Rules.txt

Course Project
 
Dear Students, 
 
The supermarket chain PAM did not give us the data we expected. As I anticipated during the last lecture, instead of providing you with the data set for the project I decided to give you a choice of four datasets (all taken from the same website devoted to data mining competitions).
 
These are the four datasets you can choose from:
 
http://www.kaggle.com/c/acquire-valued-shoppers-challenge
 
http://www.kaggle.com/c/seizure-detection
 
http://www.kaggle.com/c/kdd-cup-2014-predicting-excitement-at-donors-choose
 
http://www.kaggle.com/c/mlsp-2014-mri
 
I also opened a thread on the course forum about the project.
 
These are the rules :)
 
all the students interested in working on the course project should send submit their team composition in the thread named “teams”
you all must decide which problem you think is more interesting or easier :) to tackle. You have until the end of the week to decide (but you can also decide sooner)
you can *all* work together on the data exploration and preprocessing steps and you should share the results with all the teams on the forum. for instance, if you an attribute is bad say it outright to everybody. You can also decide to split the job team A does visualisation, B does clustering for exploration etc. I repeat everybody should work together in this part. 

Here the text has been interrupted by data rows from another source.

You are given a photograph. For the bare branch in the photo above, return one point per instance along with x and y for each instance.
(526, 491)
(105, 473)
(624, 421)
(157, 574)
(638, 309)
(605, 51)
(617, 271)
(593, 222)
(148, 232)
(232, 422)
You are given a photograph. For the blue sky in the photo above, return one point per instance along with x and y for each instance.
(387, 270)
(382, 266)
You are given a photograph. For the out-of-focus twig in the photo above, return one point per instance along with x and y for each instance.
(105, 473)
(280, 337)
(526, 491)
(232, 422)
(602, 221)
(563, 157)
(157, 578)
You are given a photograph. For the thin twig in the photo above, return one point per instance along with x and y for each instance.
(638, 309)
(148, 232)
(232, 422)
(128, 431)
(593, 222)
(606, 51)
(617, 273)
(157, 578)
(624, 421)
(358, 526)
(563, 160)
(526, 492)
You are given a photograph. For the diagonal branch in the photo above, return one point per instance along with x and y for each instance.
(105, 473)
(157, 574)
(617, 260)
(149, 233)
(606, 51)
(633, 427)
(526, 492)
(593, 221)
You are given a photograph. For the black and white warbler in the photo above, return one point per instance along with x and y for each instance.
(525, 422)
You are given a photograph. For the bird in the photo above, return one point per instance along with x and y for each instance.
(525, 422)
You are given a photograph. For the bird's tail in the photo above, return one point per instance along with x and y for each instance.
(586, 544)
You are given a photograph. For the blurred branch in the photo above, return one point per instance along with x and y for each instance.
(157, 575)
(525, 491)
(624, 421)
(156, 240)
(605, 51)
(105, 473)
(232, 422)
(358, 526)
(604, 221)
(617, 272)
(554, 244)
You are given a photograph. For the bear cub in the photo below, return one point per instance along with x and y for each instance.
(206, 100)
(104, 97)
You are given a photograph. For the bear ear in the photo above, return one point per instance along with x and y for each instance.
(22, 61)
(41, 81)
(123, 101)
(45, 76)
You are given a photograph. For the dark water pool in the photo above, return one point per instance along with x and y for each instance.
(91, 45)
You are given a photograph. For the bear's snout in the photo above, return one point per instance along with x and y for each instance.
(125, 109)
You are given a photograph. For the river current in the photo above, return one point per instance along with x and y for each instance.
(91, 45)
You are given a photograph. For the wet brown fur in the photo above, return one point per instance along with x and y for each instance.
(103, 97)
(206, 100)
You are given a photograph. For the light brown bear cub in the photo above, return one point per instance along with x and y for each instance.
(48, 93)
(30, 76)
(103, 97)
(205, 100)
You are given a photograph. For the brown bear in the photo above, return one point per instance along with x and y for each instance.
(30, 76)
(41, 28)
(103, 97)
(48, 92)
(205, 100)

at the same time each team can work on the target task separately.
 
For instance, I know I want to use decision trees, to do that I need to reduce the attributes, I perform some data reduction and I post the result of this step to the forum, but I don’t tell the others what actual DM procedure I will use but the overall knowledge can be helpful to everybody.
 
I don’t plan to put a limit on the size of the team. My feeling is that more than 4-5 people might raise communication issues. But again it is up to you and you can choose to put up one team with all the students if you want.
 
About the data set, the first one resembles the typical characteristic of a data mining task and accordingly is huge :) the one about seizures is quite different from the typical data mining task but interesting as well. I actually had a student working on the same topic the main challenge was preprocessing in that case.
 
Again, feel free to flood the forum with comments etc.
 
The firm deadline for the project is July 8th but I suggest that you do the job in the next two weeks top. 
 
Your submission will consists of
a submission on the kaggle website (when you submit your team also add myself in the team so that I am updated)
a ***two pages*** (one sheet of paper) summary of your method and findings.
 
*** Grade
 
The project usually award 5 points but extra points are awarded for well executed or particularly brilliant works.
 
If the submission on the kaggle website reaches the top 3, I will grant the whole team all the 19 points of the second midterm.